I’m working at a particularly stubborn stain when Tien’s face appears over the edge of the barrel. Feline eyes rimmed with black; graying hair flowing softly over pointed cat ears. She regards me with her head cocked.
I swipe the back of my hand over my forehead. Little nuisance. She’s been calling me that for as long as I can recall.
“I’m seventeen, Tien,” I point out. “Not little anymore.”
“Well,” she says with a click of her tongue. “Still a nuisance.”
“I wonder where I get it from.”
A smirk rises up to challenge my own. “I’ll pretend you’re talking about your father. Aiyah, where is that lazy man? He was meant to refill our stock of monsoon berries an hour ago!” She waves a hand. “Go fetch him. Mistress Zembi is waiting for her consultation.”

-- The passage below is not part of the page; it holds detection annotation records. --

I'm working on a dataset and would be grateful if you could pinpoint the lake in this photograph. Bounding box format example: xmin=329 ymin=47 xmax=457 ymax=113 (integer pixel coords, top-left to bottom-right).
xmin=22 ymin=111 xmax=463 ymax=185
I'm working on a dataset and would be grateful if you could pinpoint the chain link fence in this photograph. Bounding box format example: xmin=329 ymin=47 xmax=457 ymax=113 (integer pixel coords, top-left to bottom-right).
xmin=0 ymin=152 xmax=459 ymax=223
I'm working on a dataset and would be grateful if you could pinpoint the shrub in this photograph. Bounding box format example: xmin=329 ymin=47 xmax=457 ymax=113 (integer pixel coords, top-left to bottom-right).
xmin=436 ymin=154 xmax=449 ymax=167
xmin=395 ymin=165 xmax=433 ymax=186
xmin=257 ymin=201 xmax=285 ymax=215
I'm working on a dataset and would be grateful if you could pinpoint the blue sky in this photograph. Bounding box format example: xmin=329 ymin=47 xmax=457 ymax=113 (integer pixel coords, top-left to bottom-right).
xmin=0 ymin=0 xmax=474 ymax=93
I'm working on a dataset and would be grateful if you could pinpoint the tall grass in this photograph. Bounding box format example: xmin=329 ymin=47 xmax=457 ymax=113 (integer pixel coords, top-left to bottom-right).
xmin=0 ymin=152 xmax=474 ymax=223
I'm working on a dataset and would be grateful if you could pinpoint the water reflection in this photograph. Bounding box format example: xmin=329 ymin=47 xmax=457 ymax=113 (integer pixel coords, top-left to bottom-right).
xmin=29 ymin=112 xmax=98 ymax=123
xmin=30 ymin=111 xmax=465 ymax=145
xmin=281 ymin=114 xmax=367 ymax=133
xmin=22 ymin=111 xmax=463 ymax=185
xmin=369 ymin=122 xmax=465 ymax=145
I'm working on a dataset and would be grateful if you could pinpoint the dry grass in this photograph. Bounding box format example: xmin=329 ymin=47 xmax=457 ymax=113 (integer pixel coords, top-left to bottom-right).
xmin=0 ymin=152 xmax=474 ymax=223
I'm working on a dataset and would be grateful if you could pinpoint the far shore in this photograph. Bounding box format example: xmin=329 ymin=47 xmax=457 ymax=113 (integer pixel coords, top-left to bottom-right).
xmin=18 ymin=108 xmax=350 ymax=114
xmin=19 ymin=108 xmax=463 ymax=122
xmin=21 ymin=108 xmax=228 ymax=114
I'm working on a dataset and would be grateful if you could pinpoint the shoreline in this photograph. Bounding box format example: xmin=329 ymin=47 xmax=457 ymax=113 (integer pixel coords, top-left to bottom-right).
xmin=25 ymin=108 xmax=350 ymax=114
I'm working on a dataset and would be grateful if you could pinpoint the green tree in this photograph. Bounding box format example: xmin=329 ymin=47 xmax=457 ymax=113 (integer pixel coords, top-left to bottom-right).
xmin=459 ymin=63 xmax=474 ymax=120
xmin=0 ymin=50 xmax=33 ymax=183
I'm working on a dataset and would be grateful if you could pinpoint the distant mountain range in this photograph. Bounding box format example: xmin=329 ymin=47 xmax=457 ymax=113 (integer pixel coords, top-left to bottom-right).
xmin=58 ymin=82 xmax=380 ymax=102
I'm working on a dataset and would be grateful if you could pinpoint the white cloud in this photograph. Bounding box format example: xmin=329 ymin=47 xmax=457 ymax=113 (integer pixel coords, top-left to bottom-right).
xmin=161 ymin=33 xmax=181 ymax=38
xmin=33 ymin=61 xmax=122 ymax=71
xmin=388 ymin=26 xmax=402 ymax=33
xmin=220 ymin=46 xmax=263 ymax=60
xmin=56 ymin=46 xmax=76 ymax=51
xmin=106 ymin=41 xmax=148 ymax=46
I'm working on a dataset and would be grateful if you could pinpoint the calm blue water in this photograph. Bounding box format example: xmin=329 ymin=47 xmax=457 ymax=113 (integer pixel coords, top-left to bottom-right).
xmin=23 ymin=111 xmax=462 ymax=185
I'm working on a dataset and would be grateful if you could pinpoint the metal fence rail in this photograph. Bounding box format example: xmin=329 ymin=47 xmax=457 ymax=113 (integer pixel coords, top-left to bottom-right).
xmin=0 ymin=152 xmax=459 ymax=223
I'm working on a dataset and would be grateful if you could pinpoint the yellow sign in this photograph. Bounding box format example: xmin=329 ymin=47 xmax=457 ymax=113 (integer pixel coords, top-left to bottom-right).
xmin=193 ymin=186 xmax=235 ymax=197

“Only if you say please,” I retort, and her ears twitch.
“Demanding for a Paper caste, aren’t you?”
“You’re the Steel with a Paper boss.”
She sighs. “And I regret it every day.”
As she bustles off to deal with a customer, I smile despite myself at the proud flick of her neat lynx ears. Tien has worked for us for as long as I can remember, more family now than shop hand despite our caste differences. Because of that, sometimes it’s easy to forget that there are differences between us. But while my father and I are Paper caste, Tien belongs to the middle caste, Steel. Somewhere between my plain human body and the animal-like strength of Moon castes, Steel castes have elements of both, making them a strange meeting point between human and demon, like a drawing only halfway finished. As with most Steels, Tien has just touches of demon: a tapered feline maw; the graying amber cat’s fur wrapped around her neck and shoulders, like a shawl.
As she greets the customer, Tien’s hands automatically pat down that messy ruff of fur where it pokes from the collar of her samfoo shirt. But it just sticks straight back up.